This assignment serves as a comprehensive demonstration of in PySpark and Apache Airflow.
Part 1: PySpark In the first section, the assignment kicked off with the setting up of a Docker container based on the Bitnami Spark Docker image. A particularly large dataset, “departuredelays.csv,” containing 1,391,580 rows, was chosen for analysis to simulate real-world complexity. The container was initialized successfully, and the data file was imported. A variety of PySpark functionalities were employed, including initiating a PySpark session, loading the large CSV data into a dataframe, and running SQL queries for data analysis. Two specific SQL queries were executed: one to identify the first 15 flights from Philadelphia to Dallas Fort Worth with a delay exceeding 150 minutes, and another to pinpoint the first 10 flights with a distance less than 200 miles and another set of flights with a distance greater than 600 miles.
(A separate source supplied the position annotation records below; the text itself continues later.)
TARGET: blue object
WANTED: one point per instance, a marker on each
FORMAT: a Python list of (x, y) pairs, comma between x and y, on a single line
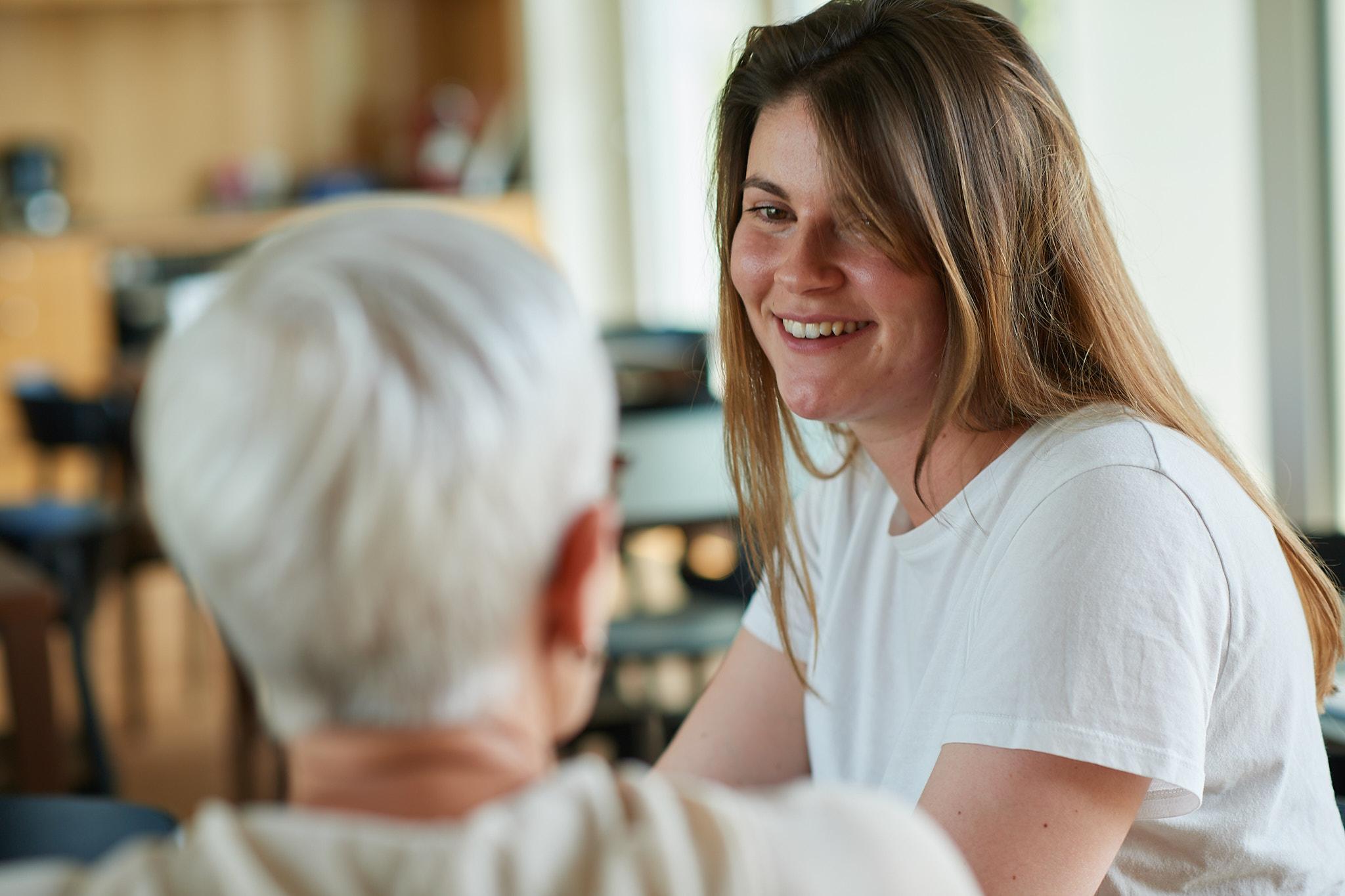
[(74, 828)]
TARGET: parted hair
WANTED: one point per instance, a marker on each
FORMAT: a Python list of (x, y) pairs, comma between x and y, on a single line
[(942, 131)]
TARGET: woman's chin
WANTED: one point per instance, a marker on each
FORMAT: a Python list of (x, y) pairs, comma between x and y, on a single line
[(813, 405)]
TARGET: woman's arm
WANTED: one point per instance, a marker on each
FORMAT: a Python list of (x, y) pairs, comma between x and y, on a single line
[(1029, 822), (747, 729)]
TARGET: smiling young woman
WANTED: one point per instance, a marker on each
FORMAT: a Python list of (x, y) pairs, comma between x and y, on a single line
[(1039, 594)]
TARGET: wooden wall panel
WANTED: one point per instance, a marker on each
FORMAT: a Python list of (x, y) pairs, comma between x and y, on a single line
[(147, 98)]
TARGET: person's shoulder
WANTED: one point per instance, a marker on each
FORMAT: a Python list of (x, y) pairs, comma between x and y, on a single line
[(806, 839), (39, 879), (1109, 452)]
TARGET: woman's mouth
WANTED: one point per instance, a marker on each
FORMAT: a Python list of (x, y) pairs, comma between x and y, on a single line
[(820, 330)]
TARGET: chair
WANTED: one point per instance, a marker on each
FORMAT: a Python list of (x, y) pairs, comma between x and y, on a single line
[(74, 828), (72, 542)]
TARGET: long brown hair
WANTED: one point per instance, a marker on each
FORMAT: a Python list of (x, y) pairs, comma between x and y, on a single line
[(942, 129)]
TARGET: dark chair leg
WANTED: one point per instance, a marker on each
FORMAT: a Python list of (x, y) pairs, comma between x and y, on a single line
[(101, 779)]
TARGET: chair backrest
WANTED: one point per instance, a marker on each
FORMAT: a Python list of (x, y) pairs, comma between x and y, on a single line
[(55, 419), (74, 828)]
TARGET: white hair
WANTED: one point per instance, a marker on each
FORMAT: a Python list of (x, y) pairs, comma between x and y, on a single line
[(365, 454)]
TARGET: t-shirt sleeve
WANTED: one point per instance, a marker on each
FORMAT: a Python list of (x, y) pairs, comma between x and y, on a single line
[(761, 618), (1102, 633)]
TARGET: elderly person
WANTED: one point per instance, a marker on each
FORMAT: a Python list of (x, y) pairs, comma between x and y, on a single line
[(384, 459)]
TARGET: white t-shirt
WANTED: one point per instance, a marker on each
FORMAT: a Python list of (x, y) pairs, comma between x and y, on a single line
[(1103, 591), (583, 830)]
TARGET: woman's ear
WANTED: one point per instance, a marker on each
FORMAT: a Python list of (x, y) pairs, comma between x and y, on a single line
[(575, 599)]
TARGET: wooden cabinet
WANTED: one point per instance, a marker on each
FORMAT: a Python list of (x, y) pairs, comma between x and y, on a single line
[(55, 322)]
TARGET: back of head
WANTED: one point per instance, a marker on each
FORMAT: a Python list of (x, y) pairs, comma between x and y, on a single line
[(365, 454)]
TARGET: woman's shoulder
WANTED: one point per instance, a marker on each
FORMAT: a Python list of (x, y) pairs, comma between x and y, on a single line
[(1115, 437), (1113, 458)]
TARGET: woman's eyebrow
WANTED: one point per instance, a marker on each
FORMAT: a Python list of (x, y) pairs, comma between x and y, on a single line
[(762, 183)]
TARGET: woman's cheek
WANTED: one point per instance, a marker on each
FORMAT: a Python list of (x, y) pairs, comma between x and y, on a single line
[(749, 267)]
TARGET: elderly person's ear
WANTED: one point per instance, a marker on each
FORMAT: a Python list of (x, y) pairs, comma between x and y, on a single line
[(575, 613), (579, 594)]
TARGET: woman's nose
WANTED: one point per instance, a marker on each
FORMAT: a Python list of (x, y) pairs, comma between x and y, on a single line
[(808, 264)]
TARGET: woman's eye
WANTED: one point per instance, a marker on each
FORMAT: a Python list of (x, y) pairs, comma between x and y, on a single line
[(770, 213)]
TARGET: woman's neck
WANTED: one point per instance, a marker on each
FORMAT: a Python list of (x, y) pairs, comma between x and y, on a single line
[(416, 774), (957, 457)]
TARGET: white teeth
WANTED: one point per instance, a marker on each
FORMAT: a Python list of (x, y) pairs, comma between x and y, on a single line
[(817, 331)]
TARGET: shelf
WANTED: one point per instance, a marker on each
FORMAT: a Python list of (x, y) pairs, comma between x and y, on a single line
[(205, 233), (114, 6)]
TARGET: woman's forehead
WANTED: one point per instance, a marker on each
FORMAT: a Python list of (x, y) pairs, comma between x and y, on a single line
[(785, 156)]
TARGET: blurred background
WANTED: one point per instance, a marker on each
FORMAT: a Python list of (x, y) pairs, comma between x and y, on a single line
[(146, 141)]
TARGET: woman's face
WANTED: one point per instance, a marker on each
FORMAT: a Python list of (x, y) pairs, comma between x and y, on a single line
[(802, 269)]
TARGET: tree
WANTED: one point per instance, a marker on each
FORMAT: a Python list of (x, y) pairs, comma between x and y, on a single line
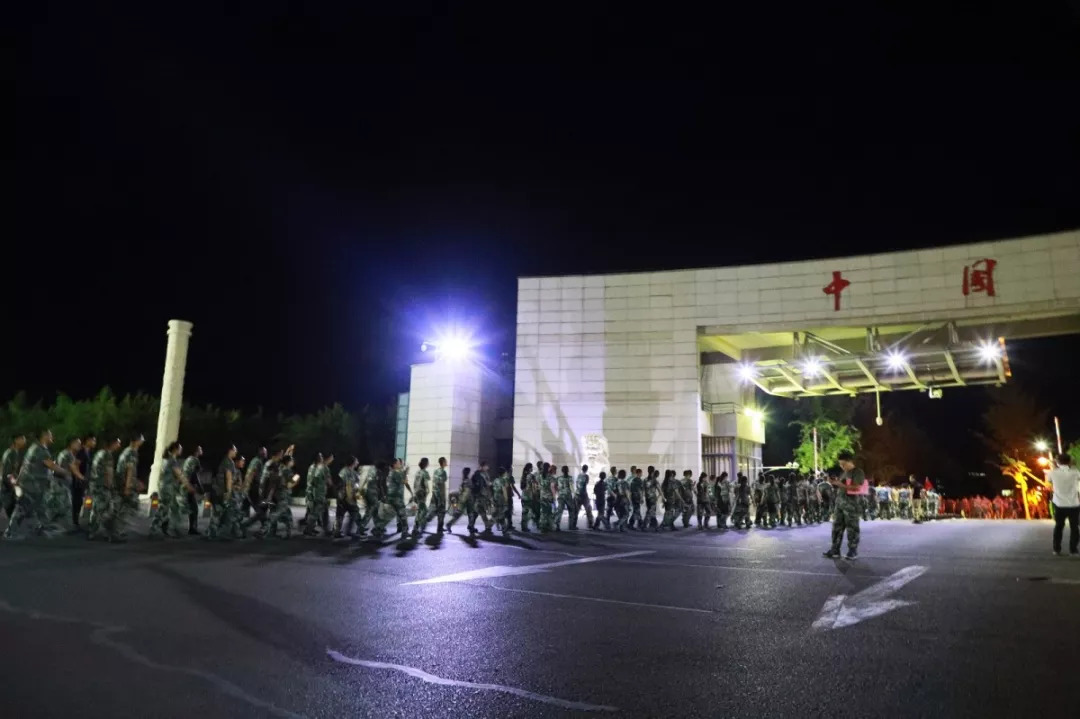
[(833, 437)]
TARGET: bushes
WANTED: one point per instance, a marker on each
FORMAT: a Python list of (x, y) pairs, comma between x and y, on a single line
[(368, 433)]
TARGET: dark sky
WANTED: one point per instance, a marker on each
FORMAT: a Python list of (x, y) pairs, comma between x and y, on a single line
[(319, 189)]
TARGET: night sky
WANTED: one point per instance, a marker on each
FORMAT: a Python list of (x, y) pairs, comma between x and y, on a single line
[(320, 190)]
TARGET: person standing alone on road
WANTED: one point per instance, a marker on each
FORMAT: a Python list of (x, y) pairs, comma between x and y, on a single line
[(847, 510), (1065, 479)]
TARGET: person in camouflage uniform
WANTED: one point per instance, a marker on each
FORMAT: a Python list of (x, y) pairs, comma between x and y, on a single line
[(548, 491), (704, 491), (318, 480), (636, 490), (581, 498), (686, 492), (790, 502), (530, 489), (58, 496), (500, 498), (348, 507), (126, 486), (651, 490), (723, 490), (421, 490), (436, 503), (740, 516), (10, 463), (34, 480), (846, 507), (102, 488), (564, 485), (253, 479), (221, 516), (622, 500), (481, 499), (396, 484), (280, 479), (671, 492), (166, 520)]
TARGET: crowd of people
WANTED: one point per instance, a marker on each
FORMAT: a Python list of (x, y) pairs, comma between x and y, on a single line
[(96, 489)]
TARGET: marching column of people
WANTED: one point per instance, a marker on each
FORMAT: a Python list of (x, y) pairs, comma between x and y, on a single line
[(94, 488)]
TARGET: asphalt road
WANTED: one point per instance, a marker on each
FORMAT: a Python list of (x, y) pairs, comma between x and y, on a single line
[(957, 618)]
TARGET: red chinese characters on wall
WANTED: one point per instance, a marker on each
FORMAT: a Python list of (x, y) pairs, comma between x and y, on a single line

Part 2: Airflow The latter part transitioned the focus to Apache Airflow, an automation tool used for defining tasks and dependencies in programmable workflows. The environment was initialized using Docker containers, where a Directed Acyclic Graph (DAG) was created. This DAG contained a Python function designed to square a number and was structured to execute this function as a task in the Airflow workflow. Environment configurations were set up to ensure the smooth execution of the DAG.